Today is the first Monday in October, which means the United States Supreme Court is beginning a new term. The term that ended in June, though it had a couple of bright spots, was mostly more of what we have come to expect from the Roberts Court: bending the law in order to favor the powerful. In the term starting today, as discussed in PFAW Foundation's memo on the Key Cases In The Supreme Court's New Term, the Court will be deciding cases having an enormous impact on money in politics, access to abortion, racial discrimination in housing, religious liberty, and workers' rights. In some of these cases, the Court is being asked to overrule precedents that go back decades.

Some of the press coverage of the new term refers to the Chief Justice as preferring "incremental" rather than rapid change.

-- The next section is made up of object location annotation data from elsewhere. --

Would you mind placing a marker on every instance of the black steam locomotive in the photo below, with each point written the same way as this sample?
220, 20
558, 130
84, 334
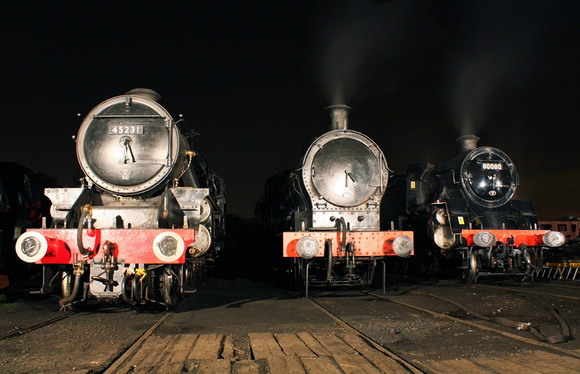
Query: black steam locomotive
327, 211
149, 215
464, 215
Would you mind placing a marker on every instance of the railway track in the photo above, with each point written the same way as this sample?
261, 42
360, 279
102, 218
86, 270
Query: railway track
303, 352
432, 309
238, 327
37, 326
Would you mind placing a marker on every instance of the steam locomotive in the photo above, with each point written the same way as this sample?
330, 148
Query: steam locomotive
327, 210
148, 216
464, 215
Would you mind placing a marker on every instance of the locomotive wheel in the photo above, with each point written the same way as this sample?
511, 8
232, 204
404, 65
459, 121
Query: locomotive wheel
171, 294
469, 274
67, 285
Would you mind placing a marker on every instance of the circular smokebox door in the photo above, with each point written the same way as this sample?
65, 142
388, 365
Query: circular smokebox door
342, 170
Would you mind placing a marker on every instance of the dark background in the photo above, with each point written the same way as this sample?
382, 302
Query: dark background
253, 78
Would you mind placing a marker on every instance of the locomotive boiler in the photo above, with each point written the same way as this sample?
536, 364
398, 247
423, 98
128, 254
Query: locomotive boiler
147, 218
464, 214
327, 211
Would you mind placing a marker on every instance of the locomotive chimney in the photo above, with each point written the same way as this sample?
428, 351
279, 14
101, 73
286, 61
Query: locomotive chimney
338, 116
145, 92
467, 143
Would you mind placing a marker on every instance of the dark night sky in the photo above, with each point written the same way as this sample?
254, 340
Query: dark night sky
253, 77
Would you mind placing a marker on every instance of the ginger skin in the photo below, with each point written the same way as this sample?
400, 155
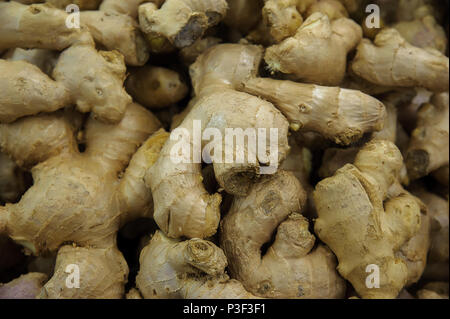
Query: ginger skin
26, 90
391, 61
182, 205
379, 231
291, 268
317, 42
189, 269
116, 31
98, 86
156, 87
90, 217
25, 287
180, 22
35, 26
428, 147
341, 115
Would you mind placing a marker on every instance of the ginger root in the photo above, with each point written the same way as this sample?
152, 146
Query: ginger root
156, 87
291, 267
182, 205
77, 197
26, 90
428, 148
98, 86
317, 42
180, 22
191, 269
341, 115
115, 31
369, 230
391, 61
25, 287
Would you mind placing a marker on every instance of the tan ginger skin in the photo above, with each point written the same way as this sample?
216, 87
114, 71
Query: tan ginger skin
42, 93
317, 42
241, 14
341, 115
428, 149
391, 61
180, 22
182, 205
46, 217
291, 267
98, 86
191, 269
378, 222
117, 31
156, 87
35, 26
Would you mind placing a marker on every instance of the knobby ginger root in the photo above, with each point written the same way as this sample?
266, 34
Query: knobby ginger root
332, 8
129, 7
43, 59
26, 90
191, 269
434, 290
281, 18
423, 32
132, 185
25, 287
242, 14
438, 208
156, 87
103, 274
391, 61
35, 26
189, 54
116, 31
182, 205
368, 229
180, 22
341, 115
291, 267
97, 206
317, 42
12, 180
98, 85
428, 148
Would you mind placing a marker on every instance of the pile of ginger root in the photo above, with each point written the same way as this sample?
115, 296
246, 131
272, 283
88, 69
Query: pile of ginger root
349, 199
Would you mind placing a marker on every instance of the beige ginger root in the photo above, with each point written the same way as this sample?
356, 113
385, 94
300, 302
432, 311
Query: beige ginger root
26, 90
180, 22
115, 31
318, 42
97, 87
129, 7
370, 230
156, 87
25, 287
182, 205
12, 180
429, 145
191, 269
341, 115
35, 26
423, 32
291, 267
282, 18
42, 58
98, 204
391, 61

For instance, this, from the Washington Post:

And the term will offer a chance for the conservative majority that has moved the court incrementally to the right to pick up the pace.

What we have seen since John Roberts and Samuel Alito joined the Court in 2005 and early 2006 is incremental change? I guess that's what you can call it when the far-right Court undermines, ignores, or wildly distorts precedent without admitting that's what they're doing, before finally openly turning the law upside down as they did in Citizens United or with the Voting Rights Act.

In several of the Court's cases this term, starting with the McCutcheon campaign finance case being argued tomorrow, the Justices are being asked to flatly overrule cases that have long defined the law and shaped society. It seems unlikely that parties would feel so free to make such radical asks were they not confident that this is a Court with little respect for precedent.